Glass view of RPC building.

UCIS - unregulated and misunderstood

27 April 2011

The FSA's thematic work on UCIS has reached the enforcement stage, demonstrating the FSA's focus on those that misunderstood the promotion rules.

The inevitable overlap with suitability considerations makes UCIS a thorny subject.

In July 2010, the FSA published its project findings on issues surrounding the sale of UCIS.  This was followed by a speech in December 2010 by Linda Woodall, Head of Savings and Investments, who raised the FSA's three main concerns relating to UCIS transactions which included:

  • Firms' lack of awareness of the statutory restriction on the promotion of UCIS and the exceptions that customers had to fall within before UCIS can be promoted to them
  • Firms' lack of understanding of the UCIS market and its risks
  • UCIS appeared to be promoted and recommended to customers who were not eligible for this type of  investment.

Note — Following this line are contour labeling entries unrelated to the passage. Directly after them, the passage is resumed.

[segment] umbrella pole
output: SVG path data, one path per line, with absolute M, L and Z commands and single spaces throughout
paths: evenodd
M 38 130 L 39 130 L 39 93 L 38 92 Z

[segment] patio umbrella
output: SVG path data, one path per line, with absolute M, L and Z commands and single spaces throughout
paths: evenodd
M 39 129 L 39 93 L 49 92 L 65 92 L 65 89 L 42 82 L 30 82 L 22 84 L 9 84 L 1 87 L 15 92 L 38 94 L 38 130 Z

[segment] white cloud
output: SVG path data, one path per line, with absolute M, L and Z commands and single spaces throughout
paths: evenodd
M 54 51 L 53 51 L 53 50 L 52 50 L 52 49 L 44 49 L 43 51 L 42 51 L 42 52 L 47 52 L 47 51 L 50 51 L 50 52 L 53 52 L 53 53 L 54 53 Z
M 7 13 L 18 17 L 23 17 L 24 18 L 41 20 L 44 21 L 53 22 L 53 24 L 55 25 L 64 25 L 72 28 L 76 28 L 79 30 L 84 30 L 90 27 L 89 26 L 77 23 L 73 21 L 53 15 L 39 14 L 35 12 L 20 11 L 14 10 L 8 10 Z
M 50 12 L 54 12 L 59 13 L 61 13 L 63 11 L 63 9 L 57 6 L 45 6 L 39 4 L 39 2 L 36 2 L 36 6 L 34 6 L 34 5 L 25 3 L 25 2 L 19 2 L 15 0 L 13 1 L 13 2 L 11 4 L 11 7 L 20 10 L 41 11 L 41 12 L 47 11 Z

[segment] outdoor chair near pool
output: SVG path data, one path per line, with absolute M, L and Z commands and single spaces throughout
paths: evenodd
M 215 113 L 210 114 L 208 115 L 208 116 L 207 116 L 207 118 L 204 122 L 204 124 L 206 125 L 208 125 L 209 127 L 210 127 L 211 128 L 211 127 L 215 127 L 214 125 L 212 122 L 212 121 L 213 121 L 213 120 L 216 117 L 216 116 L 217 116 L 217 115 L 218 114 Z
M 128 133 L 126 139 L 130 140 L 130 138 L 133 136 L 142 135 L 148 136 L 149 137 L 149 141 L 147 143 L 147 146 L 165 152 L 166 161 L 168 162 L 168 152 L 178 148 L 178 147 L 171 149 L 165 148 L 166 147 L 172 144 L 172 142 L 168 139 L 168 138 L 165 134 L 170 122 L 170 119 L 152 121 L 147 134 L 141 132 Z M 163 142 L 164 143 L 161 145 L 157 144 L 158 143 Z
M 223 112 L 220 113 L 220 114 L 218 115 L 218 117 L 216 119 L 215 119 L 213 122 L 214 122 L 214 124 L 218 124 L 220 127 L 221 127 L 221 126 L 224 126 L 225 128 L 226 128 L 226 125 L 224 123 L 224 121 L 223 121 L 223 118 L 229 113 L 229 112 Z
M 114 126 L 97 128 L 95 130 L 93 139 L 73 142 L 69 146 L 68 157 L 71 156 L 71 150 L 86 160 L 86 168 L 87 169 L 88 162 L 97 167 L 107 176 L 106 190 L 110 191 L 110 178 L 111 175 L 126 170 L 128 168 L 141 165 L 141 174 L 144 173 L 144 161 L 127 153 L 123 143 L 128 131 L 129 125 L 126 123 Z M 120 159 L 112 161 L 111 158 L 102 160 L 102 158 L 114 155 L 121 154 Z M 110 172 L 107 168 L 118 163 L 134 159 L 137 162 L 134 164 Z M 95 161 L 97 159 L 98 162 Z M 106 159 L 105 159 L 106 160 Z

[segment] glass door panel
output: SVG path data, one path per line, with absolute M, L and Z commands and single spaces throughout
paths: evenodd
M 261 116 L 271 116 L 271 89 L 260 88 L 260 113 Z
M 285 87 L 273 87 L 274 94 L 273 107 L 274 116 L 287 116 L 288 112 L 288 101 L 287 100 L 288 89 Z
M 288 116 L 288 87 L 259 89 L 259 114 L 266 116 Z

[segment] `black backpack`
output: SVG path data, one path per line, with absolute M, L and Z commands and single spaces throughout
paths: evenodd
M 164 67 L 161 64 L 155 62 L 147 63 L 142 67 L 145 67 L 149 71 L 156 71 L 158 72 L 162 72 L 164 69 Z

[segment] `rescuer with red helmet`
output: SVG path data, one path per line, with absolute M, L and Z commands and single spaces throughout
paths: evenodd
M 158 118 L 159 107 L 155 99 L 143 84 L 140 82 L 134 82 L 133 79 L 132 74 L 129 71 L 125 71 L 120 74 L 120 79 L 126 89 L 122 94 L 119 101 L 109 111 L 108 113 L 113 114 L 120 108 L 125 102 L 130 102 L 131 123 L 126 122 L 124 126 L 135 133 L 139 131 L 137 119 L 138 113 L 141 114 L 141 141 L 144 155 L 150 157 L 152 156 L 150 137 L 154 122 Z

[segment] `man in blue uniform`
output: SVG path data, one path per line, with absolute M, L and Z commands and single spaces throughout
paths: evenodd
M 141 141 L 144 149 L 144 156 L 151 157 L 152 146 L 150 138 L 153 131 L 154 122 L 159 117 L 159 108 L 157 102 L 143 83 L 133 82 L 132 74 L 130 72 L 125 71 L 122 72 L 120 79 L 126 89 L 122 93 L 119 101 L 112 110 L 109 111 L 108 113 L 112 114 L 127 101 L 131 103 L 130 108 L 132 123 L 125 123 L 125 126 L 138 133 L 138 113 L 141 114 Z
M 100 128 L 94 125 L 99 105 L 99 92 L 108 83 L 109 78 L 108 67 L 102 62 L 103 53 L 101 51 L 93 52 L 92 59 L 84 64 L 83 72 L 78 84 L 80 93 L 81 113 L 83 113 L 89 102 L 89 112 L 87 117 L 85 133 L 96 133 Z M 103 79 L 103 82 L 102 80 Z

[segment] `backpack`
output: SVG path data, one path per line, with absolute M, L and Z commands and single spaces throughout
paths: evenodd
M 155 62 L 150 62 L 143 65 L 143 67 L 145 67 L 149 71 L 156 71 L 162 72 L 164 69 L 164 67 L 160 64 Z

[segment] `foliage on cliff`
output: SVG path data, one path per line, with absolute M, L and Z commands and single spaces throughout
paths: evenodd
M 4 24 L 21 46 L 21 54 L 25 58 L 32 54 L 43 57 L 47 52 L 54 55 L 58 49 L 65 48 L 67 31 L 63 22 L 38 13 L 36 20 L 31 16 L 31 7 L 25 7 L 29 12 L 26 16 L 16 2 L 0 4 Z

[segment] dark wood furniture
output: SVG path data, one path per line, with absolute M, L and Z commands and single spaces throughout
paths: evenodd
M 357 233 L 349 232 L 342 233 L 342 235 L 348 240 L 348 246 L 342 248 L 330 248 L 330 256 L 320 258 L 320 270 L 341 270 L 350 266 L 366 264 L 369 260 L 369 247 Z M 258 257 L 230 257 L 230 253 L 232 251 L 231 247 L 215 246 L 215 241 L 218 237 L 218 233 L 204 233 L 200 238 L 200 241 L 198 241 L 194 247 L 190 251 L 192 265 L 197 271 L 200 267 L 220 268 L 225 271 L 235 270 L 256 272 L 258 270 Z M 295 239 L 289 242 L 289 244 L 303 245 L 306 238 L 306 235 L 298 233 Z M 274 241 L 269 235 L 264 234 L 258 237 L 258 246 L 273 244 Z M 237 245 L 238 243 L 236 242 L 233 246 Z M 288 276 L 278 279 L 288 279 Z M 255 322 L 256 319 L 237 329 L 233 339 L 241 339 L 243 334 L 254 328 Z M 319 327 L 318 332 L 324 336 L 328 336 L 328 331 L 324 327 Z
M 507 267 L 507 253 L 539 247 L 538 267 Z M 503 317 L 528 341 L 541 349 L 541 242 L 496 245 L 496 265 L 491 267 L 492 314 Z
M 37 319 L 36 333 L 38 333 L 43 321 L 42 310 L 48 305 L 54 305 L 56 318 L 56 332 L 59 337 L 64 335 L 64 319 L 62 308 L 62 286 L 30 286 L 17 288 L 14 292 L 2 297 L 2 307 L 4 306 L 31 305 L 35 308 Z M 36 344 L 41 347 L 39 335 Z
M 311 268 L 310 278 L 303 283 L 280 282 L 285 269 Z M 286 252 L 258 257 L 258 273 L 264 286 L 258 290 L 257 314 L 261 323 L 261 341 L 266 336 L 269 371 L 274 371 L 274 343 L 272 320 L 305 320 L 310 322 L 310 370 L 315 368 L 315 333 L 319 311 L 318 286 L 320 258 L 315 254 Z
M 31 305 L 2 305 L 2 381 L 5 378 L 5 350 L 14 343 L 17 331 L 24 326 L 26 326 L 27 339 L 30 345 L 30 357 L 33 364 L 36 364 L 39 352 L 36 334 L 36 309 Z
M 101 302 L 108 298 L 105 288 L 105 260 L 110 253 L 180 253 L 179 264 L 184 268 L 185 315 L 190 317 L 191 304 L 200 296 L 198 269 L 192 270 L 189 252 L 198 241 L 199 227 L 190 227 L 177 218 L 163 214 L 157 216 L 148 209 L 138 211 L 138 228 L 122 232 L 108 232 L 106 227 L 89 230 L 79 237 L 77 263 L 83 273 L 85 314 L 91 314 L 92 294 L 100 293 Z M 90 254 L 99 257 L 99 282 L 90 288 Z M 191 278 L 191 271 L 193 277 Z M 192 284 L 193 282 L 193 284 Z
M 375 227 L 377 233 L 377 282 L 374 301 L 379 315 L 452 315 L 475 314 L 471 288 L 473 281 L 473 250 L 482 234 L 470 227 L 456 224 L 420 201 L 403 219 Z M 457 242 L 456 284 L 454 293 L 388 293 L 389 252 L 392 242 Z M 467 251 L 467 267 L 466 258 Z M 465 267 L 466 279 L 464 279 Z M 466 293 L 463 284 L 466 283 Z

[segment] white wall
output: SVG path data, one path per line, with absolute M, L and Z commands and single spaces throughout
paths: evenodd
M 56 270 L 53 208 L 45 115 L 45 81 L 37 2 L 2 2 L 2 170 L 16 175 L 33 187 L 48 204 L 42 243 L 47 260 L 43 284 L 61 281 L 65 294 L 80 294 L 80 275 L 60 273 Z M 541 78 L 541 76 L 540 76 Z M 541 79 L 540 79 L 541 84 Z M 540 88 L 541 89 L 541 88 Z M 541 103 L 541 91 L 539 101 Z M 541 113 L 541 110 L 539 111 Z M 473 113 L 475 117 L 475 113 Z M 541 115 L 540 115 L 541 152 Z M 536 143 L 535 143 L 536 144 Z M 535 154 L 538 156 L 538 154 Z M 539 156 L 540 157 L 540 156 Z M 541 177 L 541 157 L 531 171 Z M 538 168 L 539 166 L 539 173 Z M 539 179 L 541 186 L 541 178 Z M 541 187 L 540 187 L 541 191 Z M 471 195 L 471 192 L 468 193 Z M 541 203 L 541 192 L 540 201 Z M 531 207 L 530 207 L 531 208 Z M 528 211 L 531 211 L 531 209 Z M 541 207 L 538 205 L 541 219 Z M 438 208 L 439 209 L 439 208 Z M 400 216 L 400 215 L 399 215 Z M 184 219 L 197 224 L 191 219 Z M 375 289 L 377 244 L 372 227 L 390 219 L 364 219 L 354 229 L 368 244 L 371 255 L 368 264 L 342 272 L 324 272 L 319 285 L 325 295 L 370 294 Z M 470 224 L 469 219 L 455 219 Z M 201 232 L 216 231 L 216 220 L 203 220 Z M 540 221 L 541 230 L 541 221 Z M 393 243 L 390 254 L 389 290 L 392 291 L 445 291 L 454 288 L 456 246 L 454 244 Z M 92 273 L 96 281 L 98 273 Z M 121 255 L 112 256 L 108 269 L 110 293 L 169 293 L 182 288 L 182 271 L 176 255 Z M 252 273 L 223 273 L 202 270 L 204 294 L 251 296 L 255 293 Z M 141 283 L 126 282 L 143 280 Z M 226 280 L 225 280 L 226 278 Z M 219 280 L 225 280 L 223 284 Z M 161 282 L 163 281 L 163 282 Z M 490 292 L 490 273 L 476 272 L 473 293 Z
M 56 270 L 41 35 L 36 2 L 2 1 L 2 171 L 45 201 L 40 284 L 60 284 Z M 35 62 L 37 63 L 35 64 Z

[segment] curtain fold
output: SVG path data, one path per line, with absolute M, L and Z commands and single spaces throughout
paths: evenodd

On 14 April, IFA firm Specialist Solutions plc was fined £35,000 by the FSA for failures in relation to both the promotion and suitability of advice to clients in respect of UCIS.  This followed the Clark Rees LLP cases in January in which the two partners were fined a total of £28,000 and banned from performing senior roles and also from selling UCIS to customers for two years.

Section 238(1) of FSMA provides that an authorised person must not communicate an invitation or inducement to participate in any collective investment scheme, subject to a number of exemptions which can be relied upon by authorised firms which are set out in Promotion of Collective Investment Schemes (Exemptions) Order 2001 (as amended) and COBS 4.12.  Exemptions include certified HNW individuals, sophisticated investors, and professional clients.

In the wake of the Specialist Solutions fine, Tom Spender, the FSA's Head of Retail Enforcement stated in the FSA's press release, "Failure to give suitable advice around the sales of complex investment products is unacceptable as it puts consumers at real risk of financial detriment – we expect firms to be able to demonstrate that they give their customers appropriate, well considered advice".